Rachael Maskell MP in the House of Commons
Rachael Maskell MP in the House of Commons

Yesterday, York Central MP, Rachael Maskell took part in co-ordinated action with other Parliamentarians to petition the House of Commons about the Infected Blood Inquiry.

The blood contamination scandal of the 1970s and 1980s has often been referred to as the biggest treatment disaster in NHS history. Its impact is still felt today, with two victims dying each week, and hundreds dealing with the mental and physical consequences of what happened. 

In April 2023, the chair of the Infected Blood Inquiry said a full compensation scheme should be set up as soon as possible. 

Despite this, no compensation was mentioned in the Spring Budget, and the Government’s current position is to wait for the final report from the public inquiry, which will not be released until May.

Ms Maskell is joining other MPs in calling for action, so that this situation can be addressed and urgently actioned.

Rachael Maskell MP says:
“Victims of the Infected Blood Scandal have waited far too long for compensation, and it is unacceptable that despite the findings of the Infected Blood Inquiry in April 2023, the Government is still dragging its feet on the issue. I stand with all those impacted by this disaster, in calling for urgent action and compensation, in line with the Infected Blood Inquiry recommendations.

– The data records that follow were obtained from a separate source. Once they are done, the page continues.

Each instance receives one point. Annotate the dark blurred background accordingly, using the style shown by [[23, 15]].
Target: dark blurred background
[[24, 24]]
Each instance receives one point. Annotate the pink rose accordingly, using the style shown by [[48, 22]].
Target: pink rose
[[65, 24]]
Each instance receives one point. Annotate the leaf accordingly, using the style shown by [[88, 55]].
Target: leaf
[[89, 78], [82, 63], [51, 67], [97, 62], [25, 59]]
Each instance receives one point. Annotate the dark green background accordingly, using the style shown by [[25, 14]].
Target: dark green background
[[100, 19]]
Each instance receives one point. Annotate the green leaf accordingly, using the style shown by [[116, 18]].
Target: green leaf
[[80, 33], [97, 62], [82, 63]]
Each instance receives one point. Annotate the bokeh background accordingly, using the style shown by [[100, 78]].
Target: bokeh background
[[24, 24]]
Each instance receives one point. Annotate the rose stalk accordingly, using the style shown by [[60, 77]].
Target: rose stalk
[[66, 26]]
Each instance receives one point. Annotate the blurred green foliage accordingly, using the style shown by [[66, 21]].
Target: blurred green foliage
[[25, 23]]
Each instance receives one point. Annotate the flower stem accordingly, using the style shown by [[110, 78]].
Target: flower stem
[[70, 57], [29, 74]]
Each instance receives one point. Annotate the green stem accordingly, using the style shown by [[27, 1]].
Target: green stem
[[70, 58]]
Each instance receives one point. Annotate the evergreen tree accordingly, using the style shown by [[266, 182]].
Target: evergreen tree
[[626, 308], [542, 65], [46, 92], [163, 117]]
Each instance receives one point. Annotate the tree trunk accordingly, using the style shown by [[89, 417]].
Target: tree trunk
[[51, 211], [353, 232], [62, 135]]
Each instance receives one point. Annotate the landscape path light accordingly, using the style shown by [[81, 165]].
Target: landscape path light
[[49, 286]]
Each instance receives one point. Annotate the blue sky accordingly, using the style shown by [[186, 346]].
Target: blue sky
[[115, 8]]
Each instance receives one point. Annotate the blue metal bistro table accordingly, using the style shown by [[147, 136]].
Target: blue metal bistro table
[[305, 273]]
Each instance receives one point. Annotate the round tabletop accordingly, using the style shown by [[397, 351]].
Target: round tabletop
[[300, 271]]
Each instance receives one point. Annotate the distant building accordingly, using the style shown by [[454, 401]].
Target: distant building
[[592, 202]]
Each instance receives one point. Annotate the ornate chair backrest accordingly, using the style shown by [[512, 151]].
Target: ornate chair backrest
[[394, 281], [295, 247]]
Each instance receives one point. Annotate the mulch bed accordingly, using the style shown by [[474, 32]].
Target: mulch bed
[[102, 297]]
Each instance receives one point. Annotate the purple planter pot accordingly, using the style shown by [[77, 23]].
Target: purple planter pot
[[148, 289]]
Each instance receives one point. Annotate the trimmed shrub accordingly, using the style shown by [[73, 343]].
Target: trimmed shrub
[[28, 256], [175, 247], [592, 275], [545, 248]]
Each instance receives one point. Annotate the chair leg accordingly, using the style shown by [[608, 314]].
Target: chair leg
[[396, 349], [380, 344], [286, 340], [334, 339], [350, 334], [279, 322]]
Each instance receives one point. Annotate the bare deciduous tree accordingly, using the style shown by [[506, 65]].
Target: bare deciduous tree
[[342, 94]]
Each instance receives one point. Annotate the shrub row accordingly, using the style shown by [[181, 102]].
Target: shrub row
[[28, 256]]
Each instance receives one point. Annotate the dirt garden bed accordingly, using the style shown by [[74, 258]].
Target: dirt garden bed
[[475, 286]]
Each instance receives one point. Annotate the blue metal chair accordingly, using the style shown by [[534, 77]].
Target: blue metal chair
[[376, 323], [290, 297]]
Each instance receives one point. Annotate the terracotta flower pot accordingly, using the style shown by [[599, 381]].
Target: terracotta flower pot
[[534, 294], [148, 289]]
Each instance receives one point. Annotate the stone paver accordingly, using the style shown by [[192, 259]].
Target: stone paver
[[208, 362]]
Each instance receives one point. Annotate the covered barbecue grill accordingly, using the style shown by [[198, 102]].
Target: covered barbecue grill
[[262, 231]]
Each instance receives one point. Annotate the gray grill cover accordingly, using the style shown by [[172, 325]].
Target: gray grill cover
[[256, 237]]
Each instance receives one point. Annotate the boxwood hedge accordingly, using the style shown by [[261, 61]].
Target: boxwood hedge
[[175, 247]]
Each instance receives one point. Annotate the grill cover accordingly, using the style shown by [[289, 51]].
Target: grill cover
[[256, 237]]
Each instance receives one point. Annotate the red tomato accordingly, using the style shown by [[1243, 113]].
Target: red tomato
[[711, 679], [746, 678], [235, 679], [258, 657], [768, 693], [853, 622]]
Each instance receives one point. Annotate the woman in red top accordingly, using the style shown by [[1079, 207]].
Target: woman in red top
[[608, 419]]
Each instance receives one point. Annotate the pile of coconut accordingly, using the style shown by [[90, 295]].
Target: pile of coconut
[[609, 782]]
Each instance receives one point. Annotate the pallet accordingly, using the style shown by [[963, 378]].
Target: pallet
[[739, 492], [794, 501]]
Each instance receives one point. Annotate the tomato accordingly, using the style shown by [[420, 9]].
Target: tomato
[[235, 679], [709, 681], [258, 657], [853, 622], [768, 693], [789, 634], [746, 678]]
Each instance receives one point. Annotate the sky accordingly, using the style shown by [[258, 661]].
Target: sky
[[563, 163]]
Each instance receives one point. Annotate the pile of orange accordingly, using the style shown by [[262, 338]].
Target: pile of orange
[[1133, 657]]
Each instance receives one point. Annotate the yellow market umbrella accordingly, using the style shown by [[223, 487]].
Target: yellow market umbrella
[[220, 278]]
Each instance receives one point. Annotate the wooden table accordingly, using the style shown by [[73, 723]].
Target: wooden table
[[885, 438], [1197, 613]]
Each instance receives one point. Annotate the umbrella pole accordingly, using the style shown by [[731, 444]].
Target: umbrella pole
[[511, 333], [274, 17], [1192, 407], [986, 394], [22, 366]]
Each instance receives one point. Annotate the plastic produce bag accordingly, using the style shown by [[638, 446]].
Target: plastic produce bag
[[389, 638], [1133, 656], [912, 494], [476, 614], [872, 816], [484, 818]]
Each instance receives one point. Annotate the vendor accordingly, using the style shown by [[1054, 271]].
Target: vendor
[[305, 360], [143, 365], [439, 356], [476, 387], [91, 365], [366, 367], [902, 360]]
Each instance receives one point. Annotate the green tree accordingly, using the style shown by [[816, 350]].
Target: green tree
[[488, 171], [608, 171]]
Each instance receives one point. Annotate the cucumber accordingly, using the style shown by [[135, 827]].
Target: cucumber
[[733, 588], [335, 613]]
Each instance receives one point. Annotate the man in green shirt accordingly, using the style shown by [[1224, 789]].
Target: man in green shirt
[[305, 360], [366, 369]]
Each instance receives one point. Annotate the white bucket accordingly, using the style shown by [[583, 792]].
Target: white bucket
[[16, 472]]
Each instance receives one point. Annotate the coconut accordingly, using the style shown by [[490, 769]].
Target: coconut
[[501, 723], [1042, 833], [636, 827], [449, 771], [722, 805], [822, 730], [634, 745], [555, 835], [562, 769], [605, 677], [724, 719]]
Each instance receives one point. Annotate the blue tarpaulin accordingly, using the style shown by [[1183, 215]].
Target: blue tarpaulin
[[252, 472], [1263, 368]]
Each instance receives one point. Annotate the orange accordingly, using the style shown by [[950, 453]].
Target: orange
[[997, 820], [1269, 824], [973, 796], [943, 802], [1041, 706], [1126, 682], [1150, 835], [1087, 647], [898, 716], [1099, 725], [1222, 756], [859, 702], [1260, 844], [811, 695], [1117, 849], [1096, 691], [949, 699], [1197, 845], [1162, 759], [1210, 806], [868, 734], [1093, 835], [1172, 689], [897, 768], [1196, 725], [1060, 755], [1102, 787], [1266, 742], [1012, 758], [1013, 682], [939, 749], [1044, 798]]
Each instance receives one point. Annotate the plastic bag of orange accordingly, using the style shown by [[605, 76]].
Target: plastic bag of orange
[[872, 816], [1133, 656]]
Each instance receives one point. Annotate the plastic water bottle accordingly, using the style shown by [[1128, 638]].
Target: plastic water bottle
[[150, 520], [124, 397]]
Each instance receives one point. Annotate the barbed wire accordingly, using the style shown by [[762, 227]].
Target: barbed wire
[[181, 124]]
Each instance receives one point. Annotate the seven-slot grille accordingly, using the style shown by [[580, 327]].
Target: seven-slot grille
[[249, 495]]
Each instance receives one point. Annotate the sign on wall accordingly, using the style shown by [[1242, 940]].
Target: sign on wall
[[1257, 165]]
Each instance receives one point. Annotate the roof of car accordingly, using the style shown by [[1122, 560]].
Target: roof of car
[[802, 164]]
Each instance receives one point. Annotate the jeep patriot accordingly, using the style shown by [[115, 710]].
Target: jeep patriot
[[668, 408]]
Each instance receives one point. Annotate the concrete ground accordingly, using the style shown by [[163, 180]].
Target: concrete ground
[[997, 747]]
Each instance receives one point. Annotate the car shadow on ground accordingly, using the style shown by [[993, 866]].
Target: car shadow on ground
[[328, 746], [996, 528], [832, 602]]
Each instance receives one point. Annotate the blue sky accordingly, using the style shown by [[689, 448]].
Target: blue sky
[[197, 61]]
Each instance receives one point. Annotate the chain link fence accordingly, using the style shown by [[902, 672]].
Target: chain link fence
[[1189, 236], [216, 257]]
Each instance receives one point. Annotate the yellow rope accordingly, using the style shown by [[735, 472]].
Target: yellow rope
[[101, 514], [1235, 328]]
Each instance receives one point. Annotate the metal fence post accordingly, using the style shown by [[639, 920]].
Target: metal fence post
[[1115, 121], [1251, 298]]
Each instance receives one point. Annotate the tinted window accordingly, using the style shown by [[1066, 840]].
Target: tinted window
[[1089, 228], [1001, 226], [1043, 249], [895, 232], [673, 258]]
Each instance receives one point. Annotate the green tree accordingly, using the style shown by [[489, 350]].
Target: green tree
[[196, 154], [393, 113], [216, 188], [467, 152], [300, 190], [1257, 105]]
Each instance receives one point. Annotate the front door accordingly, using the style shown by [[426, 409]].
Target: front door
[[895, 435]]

I hope that this petition will achieve this.

“It is clear from other recent mismanagement, such as the Post Office Scandal, that victims must have their voices heard. In neglecting those affected by this scandal, the Government is letting survivors and bereaved families down. Their fight for justice has already lasted far too long. 

Two victims are dying every week, and others are forced to carry the physical and mental burden that this disaster has left them with. It is clear that the Government owes a moral debt to those affected.

“This simply cannot wait any longer, I call on the Government to act now, publish an immediate timetable for the compensation framework, and work with the necessary agents to achieve this.”